2. Do you have people who actually know online marketing? I can not count the times I’ve had conversations with “experts” who can’t go beyond banner ads, SEO or a Facebook brand page. Yes, they all technically count but this is the tip of the iceberg. Online channels allow for a very unique opportunity to engage your community and without leveraging that, you may be better off sticking with what you are actually good at and know you can deliver on. Getting your ass fired for a piss poor campaign certainly isn’t going to help anyone.
So, leave your ad banners and PPC campaign with the media buyers, that’s the boring numbers stuff they are good at. Instead, start looking for people who understand the digital space. In the absence of a lot of trained talent, a good place to start is someone who has a real passion for it and truly lives and breaths it everyday. One of my interview questions is, “what apps do you have on your phone” followed by “what websites do you go to every day”. Usually easy to call bullshit if the candidate can only give you “Facebook”. When I used to get digital agency pitches at EA, and this happened almost daily, the first thing I did was ask for their Twitter handle.

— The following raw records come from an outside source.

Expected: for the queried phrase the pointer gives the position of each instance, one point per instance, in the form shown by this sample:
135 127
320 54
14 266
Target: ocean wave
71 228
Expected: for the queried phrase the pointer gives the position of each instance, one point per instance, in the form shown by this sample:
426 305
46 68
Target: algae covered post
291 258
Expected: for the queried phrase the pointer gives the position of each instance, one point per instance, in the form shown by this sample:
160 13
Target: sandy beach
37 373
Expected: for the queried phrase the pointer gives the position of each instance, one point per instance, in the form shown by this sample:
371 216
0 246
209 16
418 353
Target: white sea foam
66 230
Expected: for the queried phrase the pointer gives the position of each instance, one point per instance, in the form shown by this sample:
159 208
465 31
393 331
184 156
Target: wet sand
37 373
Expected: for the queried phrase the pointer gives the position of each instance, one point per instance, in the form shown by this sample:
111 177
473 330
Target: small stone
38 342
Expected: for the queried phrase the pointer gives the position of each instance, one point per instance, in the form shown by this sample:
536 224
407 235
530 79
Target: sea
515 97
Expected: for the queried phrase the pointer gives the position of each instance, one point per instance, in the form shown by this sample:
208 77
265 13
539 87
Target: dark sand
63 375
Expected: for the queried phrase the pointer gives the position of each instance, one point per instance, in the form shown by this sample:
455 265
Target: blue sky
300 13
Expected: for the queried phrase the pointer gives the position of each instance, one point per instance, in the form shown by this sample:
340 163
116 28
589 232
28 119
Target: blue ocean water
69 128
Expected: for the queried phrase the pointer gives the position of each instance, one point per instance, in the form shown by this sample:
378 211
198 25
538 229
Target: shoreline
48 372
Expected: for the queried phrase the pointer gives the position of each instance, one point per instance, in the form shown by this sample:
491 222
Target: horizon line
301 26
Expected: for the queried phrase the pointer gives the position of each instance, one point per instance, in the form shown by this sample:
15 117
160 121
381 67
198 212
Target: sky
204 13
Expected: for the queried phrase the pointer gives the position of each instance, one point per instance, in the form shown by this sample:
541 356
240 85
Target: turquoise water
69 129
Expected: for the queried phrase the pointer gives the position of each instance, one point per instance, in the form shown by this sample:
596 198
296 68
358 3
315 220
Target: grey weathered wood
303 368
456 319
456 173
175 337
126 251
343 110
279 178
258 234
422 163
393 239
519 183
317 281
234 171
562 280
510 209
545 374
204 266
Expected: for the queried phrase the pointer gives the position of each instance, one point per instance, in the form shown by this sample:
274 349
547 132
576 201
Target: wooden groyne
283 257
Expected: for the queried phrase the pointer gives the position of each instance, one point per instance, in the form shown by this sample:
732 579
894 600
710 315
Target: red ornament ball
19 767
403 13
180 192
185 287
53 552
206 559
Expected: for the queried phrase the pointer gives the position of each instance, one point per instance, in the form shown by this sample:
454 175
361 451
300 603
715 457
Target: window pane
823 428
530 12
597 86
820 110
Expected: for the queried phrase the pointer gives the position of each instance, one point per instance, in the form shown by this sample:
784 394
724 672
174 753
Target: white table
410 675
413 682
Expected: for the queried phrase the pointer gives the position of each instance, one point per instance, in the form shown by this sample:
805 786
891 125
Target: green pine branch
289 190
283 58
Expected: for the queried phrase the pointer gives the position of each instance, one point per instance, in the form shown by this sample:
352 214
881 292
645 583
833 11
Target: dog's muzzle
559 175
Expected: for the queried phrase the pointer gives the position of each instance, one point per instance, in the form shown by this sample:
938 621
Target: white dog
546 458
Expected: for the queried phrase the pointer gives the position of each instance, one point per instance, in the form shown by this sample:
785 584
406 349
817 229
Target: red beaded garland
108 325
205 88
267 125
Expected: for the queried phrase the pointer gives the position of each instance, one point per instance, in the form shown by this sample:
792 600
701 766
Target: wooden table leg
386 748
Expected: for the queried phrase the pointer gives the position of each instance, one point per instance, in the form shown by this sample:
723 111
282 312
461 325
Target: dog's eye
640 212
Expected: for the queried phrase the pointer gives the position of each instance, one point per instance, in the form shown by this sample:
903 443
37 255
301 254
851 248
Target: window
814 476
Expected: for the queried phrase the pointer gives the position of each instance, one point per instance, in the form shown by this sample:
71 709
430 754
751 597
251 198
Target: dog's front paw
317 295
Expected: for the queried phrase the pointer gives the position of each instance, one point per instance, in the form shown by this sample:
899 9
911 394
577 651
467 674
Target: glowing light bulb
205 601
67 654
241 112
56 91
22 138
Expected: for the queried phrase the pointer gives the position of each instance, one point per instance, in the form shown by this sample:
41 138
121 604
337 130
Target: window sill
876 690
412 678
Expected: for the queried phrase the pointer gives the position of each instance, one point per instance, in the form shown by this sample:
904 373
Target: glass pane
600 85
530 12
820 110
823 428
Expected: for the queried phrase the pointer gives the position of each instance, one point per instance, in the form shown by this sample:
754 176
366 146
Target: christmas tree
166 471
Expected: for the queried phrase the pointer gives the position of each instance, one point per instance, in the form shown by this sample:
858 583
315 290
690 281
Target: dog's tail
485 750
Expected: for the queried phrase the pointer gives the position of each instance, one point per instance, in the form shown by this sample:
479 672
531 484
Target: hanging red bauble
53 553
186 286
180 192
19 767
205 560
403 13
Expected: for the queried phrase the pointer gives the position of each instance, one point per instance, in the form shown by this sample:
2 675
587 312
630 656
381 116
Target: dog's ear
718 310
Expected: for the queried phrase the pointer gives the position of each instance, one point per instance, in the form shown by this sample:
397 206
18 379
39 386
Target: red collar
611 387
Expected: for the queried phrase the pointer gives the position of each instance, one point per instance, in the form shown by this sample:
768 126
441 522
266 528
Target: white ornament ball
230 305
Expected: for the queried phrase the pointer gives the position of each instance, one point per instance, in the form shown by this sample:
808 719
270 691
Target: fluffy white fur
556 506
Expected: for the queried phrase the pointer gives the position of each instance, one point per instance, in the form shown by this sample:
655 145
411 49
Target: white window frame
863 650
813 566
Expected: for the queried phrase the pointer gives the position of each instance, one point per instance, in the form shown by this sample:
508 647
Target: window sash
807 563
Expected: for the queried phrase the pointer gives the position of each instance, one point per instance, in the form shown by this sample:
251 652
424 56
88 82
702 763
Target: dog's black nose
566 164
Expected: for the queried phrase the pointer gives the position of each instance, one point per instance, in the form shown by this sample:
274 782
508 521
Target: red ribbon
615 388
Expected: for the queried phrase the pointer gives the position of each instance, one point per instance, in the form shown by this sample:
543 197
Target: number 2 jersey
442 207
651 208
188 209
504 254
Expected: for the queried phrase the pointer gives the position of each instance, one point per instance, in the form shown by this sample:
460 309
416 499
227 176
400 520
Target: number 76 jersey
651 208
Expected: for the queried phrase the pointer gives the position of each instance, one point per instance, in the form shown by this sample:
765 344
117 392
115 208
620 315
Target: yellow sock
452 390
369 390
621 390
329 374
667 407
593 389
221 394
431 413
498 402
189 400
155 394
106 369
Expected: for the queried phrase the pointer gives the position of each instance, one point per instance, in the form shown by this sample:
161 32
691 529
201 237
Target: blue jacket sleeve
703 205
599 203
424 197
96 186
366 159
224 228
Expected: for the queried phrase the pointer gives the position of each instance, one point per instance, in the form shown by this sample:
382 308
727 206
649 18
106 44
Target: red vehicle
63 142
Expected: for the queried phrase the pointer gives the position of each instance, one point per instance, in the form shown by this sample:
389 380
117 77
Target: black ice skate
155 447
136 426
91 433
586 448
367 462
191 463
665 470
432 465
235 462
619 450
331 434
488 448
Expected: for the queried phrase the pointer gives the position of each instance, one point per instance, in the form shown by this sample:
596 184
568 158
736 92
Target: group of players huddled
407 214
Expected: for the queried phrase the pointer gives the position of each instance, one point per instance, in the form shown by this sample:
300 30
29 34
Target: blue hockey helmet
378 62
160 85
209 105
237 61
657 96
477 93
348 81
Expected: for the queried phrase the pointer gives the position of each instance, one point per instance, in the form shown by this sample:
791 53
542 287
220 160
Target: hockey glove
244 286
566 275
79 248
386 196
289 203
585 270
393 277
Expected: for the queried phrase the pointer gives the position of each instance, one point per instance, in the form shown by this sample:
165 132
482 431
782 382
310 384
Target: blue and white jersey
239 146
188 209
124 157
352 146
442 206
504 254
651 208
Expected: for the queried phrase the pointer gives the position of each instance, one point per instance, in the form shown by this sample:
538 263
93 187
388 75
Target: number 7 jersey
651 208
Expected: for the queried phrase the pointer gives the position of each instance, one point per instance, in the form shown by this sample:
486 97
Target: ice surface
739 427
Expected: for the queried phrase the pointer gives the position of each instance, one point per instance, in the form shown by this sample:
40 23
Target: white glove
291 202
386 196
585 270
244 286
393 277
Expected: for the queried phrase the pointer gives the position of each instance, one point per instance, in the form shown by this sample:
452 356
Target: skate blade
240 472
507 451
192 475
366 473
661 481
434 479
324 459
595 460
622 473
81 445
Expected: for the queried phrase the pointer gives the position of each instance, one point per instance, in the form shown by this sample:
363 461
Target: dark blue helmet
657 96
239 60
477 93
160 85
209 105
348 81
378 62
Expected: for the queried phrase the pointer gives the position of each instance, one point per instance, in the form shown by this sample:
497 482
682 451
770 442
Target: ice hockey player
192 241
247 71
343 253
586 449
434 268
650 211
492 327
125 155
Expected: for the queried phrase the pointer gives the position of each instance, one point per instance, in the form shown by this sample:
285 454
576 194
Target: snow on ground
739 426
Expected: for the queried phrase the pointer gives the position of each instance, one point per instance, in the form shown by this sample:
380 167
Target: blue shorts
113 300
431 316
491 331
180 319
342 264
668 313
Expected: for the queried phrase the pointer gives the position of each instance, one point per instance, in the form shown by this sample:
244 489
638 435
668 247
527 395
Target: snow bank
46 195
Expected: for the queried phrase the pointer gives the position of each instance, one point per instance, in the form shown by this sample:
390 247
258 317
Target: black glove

You’d be amazed at how many of these self-proclaimed social media companies didn’t even use Twitter for themselves.
Here’s another free tip: get rid of anyone who tells you that social media is only about conversation and not for marketing. That person is an idiot. I am assuming of course that you are running a business and not spending needless time and money on creating a brand for the sheer hell of it. Yes, you don’t want to do a lot of hard selling on Twitter but pul-lease…you are still investing in something to impact the bottom line, right? Sure, social media requires a softer touch but that doesn’t mean that you don’t make any contact.
If all else fails and your current online partner/employee/vendor still only pitches PPC and ad banners, send them to me and I’ll slap them around a bit for you.